Farber had the Edinburgh Festival Fringe spellbound a couple of years ago with a South African version of Strindberg's Miss Julie, which also ran at RIverside Studios in London. Her version of The Crucible, written 60 years ago, is equally breathtaking. The tension it generates is palpable, and at the end of the preview performance (about 11.15 pm) the audience leapt up for a standing ovation.
The Crucible, a dramatic retelling of the 17th century Salem witch trials in Massachusetts, was Miller's response to Senator Joe McCarthy and the anti-communist witch-hunts of the early 1950s. Miller's dramatic reputation remains higher in Europe than at home in the U.S., where conservatives still see him as a dangerous Red and a naive supporter of Stalin's Soviet Union.

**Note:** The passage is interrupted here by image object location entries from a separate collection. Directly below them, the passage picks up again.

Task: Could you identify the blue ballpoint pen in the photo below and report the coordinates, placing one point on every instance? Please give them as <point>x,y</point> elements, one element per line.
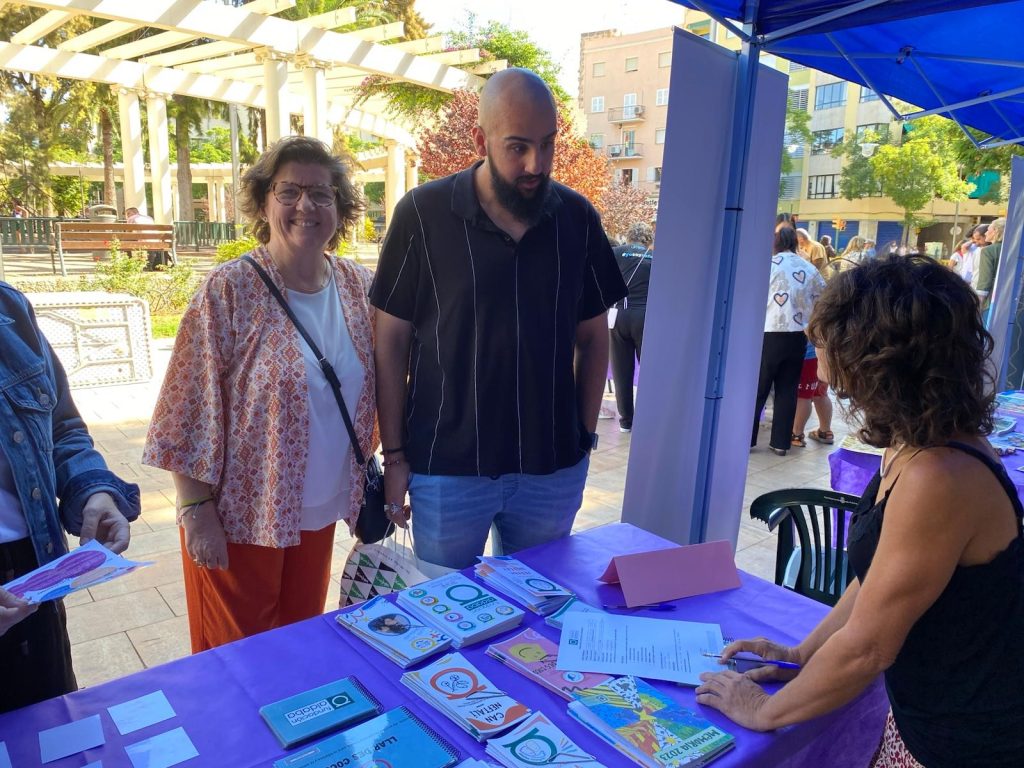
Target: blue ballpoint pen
<point>762,662</point>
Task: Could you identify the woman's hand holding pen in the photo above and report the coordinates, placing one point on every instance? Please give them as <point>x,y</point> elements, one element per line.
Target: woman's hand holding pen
<point>769,651</point>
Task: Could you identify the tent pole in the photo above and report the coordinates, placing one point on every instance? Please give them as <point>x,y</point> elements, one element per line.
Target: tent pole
<point>732,220</point>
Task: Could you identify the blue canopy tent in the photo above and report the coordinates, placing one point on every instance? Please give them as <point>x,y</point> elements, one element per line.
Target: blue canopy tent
<point>913,51</point>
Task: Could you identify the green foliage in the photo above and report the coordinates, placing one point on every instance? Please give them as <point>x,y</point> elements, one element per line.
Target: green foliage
<point>165,326</point>
<point>235,248</point>
<point>215,146</point>
<point>496,41</point>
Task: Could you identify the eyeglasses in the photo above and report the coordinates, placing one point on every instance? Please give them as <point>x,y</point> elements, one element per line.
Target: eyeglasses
<point>288,194</point>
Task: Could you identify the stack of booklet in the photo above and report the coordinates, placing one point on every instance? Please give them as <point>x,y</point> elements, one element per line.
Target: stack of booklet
<point>398,635</point>
<point>396,737</point>
<point>454,686</point>
<point>320,710</point>
<point>572,606</point>
<point>460,608</point>
<point>539,741</point>
<point>534,655</point>
<point>522,584</point>
<point>647,726</point>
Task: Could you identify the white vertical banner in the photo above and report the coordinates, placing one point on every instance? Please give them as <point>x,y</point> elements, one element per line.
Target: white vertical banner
<point>1006,320</point>
<point>672,396</point>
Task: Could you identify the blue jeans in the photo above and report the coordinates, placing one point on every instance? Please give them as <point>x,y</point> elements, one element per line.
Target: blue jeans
<point>452,515</point>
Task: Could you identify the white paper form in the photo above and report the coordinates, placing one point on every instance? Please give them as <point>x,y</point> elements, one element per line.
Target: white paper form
<point>163,751</point>
<point>138,713</point>
<point>70,738</point>
<point>656,648</point>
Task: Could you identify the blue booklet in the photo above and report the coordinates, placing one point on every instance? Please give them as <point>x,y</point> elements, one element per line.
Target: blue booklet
<point>314,712</point>
<point>397,737</point>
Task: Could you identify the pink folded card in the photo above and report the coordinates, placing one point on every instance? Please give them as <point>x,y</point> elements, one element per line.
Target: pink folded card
<point>675,572</point>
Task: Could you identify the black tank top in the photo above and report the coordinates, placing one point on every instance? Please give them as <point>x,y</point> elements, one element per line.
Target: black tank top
<point>956,687</point>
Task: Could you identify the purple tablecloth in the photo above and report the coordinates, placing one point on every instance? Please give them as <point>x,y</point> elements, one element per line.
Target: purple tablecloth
<point>852,471</point>
<point>216,694</point>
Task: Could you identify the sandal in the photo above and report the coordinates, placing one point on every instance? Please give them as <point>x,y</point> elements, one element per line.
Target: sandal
<point>821,436</point>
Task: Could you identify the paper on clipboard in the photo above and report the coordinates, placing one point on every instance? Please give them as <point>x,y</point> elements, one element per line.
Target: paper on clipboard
<point>675,572</point>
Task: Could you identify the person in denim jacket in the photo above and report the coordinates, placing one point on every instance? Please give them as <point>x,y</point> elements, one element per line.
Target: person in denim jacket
<point>45,454</point>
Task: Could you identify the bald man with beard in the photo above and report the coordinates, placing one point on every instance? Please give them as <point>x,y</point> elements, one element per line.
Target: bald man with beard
<point>492,343</point>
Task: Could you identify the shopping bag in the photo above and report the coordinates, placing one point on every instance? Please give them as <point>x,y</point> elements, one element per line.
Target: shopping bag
<point>374,569</point>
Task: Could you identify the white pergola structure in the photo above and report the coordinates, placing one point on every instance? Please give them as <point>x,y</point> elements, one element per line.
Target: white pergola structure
<point>251,58</point>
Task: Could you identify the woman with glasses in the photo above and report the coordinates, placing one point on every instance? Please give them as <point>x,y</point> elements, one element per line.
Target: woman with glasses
<point>247,422</point>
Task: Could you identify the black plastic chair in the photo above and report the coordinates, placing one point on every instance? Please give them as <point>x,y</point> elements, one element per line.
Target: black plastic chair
<point>820,520</point>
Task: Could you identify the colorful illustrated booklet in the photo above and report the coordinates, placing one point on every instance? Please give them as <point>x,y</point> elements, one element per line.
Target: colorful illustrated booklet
<point>522,584</point>
<point>538,741</point>
<point>534,655</point>
<point>397,737</point>
<point>88,565</point>
<point>461,608</point>
<point>400,636</point>
<point>311,713</point>
<point>455,687</point>
<point>647,726</point>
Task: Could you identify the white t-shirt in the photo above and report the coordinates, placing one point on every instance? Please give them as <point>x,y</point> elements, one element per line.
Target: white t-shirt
<point>327,487</point>
<point>12,522</point>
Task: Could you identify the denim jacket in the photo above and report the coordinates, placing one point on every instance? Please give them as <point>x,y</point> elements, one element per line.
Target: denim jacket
<point>44,438</point>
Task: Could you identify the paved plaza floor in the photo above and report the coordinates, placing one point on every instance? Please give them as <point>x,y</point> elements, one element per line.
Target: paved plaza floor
<point>139,621</point>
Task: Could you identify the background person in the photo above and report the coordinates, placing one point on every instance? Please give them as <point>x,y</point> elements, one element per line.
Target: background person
<point>45,455</point>
<point>936,544</point>
<point>793,289</point>
<point>246,420</point>
<point>626,336</point>
<point>812,251</point>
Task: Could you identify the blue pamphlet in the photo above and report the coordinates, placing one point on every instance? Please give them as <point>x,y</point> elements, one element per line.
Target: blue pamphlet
<point>397,737</point>
<point>320,710</point>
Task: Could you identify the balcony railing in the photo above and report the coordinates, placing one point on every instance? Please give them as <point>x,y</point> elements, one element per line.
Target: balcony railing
<point>623,152</point>
<point>631,114</point>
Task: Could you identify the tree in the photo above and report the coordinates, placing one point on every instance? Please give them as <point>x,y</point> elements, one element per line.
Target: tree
<point>624,205</point>
<point>496,41</point>
<point>45,116</point>
<point>448,147</point>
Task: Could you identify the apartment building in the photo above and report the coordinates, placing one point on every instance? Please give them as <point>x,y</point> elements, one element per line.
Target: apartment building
<point>624,95</point>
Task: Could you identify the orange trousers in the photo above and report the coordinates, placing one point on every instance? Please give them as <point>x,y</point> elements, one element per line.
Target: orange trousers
<point>263,588</point>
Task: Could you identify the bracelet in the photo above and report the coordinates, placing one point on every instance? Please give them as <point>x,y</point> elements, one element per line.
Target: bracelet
<point>190,509</point>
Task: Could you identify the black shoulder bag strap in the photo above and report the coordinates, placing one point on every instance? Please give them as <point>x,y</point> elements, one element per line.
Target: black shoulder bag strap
<point>326,367</point>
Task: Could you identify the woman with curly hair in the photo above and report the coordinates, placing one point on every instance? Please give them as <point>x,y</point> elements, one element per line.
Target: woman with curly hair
<point>247,421</point>
<point>936,544</point>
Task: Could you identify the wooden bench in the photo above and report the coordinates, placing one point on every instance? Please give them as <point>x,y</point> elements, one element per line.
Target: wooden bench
<point>89,237</point>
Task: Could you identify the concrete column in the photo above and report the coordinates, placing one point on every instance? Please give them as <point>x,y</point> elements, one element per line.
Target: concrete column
<point>160,159</point>
<point>222,202</point>
<point>314,105</point>
<point>275,87</point>
<point>130,116</point>
<point>394,178</point>
<point>412,172</point>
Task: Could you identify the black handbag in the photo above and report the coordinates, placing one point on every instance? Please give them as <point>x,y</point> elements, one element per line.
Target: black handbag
<point>373,524</point>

Whatever the playwright's political views, this is a great play, though a wordy one; the buildup of the story is clumsy and the cast list is very long. If was shorter, the play would probably have more professional productions; this is only the second one I have seen, after the RSC's with Iain Glen as Proctor in 2006. I remember being struck when I first saw it by Miller's skill in handling scenes with multiple participants.

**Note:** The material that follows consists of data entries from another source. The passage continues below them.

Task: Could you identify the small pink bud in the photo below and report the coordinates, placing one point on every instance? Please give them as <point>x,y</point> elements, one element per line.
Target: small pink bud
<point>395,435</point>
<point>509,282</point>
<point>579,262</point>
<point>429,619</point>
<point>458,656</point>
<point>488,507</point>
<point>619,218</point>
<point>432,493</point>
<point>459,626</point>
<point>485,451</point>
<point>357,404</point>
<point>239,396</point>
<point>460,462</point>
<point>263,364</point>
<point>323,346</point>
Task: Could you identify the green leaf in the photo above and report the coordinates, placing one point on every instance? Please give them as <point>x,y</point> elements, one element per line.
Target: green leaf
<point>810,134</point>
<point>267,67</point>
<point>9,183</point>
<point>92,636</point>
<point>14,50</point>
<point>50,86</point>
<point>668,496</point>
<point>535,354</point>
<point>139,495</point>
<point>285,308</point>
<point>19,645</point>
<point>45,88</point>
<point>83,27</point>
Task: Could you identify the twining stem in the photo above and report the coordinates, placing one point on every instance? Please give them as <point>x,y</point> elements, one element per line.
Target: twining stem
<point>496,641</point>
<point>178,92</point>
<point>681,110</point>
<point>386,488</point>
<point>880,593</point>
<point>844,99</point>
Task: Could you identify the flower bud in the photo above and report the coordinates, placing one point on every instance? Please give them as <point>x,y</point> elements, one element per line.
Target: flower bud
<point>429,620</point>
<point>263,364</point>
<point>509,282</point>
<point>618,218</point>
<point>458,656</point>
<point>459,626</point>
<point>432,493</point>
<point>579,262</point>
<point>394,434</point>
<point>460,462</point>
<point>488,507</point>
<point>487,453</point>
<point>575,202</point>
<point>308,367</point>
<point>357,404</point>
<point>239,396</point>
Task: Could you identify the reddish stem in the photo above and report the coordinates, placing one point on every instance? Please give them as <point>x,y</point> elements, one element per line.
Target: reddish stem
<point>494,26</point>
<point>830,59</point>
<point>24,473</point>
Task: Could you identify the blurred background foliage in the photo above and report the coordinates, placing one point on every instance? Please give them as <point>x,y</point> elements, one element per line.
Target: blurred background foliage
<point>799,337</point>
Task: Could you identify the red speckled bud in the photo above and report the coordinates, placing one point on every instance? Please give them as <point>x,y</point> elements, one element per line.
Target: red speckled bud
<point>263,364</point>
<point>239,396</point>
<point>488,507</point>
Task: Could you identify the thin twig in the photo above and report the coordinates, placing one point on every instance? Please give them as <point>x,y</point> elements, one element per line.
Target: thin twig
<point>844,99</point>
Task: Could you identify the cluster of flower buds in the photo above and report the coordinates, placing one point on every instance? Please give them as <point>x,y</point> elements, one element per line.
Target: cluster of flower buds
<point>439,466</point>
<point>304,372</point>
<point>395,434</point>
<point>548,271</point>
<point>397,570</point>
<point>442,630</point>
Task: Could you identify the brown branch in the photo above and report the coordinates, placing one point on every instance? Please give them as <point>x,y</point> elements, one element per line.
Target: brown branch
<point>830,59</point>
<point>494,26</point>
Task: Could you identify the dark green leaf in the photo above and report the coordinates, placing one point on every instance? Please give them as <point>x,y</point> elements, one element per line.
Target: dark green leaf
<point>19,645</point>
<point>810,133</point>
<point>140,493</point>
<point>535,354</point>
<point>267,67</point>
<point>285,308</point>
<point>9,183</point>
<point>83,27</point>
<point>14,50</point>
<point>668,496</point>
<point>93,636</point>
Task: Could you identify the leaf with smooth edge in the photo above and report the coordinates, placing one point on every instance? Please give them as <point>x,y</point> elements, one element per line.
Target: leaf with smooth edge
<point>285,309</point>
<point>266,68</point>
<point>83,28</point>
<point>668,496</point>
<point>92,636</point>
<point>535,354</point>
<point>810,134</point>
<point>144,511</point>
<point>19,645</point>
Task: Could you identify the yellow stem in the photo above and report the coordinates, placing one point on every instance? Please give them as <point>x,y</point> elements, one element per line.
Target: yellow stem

This time, the impact is much more visceral. Farber has created a version that, despite the standing ovation, can't be described as audience-friendly. It lasts three hours forty five minutes, and in the Old Vic's temporary 'theatre-in-the-round', the actors tend to look inwards at the centre of the stage rather than communicate with the audience. Farber's approach is to bridge the scenes with ritualistic movement. The first person we see is the Barbados slave Tituba, circling the stage very slowly carrying a pot. There are chairs and tables, but for most of the play the actors seem ill at ease with them, suggesting a pre-modern society. Farber seems to have the gift of making actors believe totally in their roles, and there are some mesmerising performances in this production.

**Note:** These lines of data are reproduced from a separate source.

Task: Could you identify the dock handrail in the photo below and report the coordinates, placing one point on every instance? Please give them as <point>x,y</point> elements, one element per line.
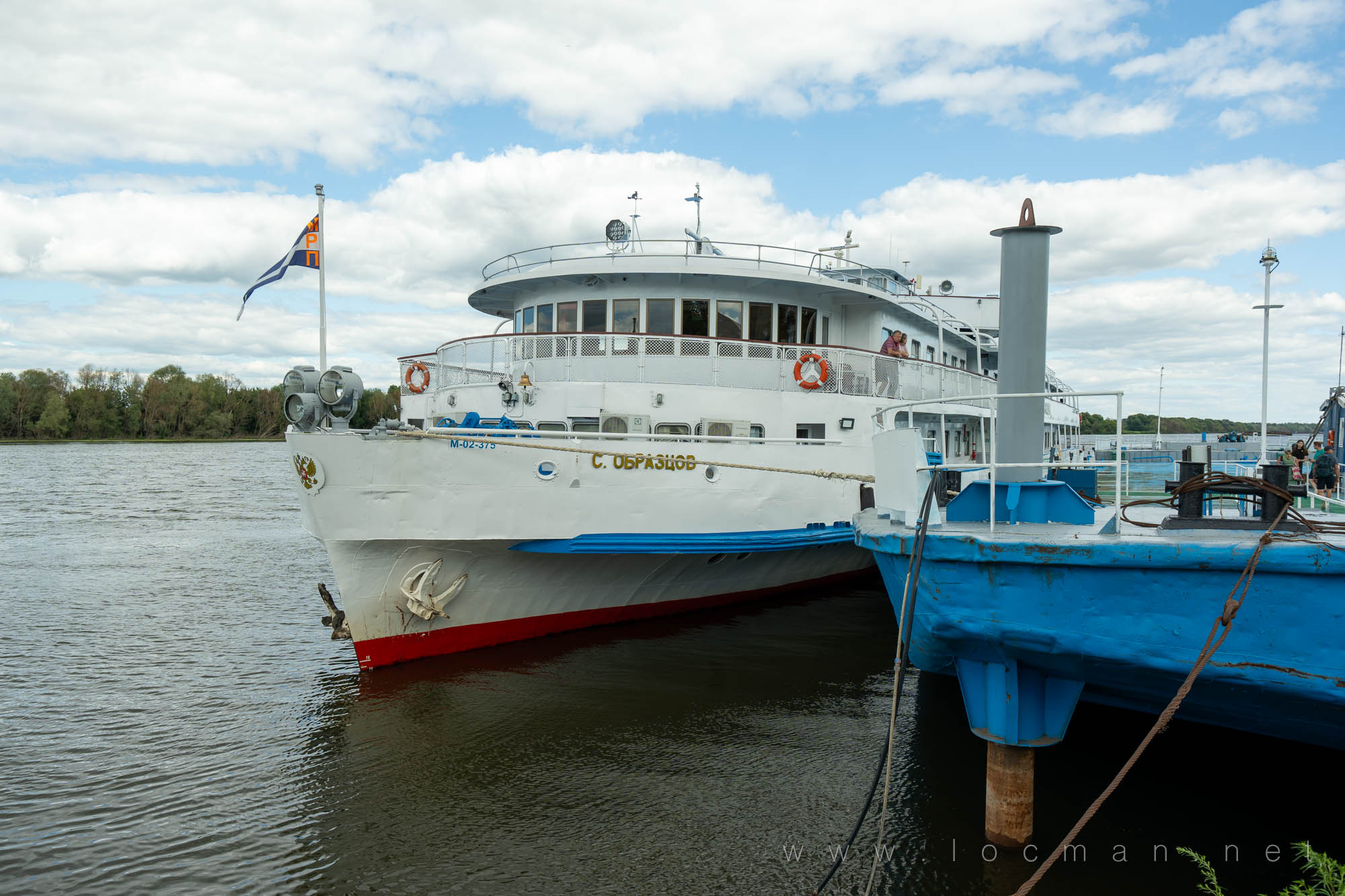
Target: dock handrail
<point>993,463</point>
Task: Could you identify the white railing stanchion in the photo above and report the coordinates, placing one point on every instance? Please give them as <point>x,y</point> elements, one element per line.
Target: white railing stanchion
<point>1117,497</point>
<point>995,423</point>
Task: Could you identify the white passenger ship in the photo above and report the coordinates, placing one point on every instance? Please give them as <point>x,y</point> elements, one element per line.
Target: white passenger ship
<point>621,454</point>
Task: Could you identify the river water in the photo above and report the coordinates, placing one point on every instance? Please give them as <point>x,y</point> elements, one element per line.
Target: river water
<point>174,719</point>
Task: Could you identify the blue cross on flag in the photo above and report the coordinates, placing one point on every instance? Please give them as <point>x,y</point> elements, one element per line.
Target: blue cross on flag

The story of the Salem with-hunts, with its false confessions about consorting with the devil, is totally contemporary. Religious and political fanaticism is stronger today than when Miller wrote it. His link to the activities of McCarthy and his associates is obvious, but there are many other ways in which it works as a contemporary parable. The one that instantly springs to my mind is the Stalinist purges of the Soviet 1930s, whose victims confessed to non-existent plots with Trotsky, with Germany or with British and American imperialism. Salem for me is Moscow in 1937-8 rather than Washington fifteen years later. With or without a confession, the Moscow purge victims were executed or sent into prison or exile. It is worth remembering that McCarthy's HUAC hearings did not kill anyone, though they ruined many Hollywood careers. I don't know what Miller really thought in private about the Moscow trials or about Stalinism, though the answer probably lies somewhere in Professor Christopher Bigsby's biography. His other biographer Martin Gottfried doesn't really get to grips with the question.
The Crucible is a risk for any unsubsidised theatre, because of the daunting size of the cast. The run deserves to sell out. Whatever the reviews say, and I am sure they will be positive, Kevin Spacey's final months at the Old Vic are playing out with a bang.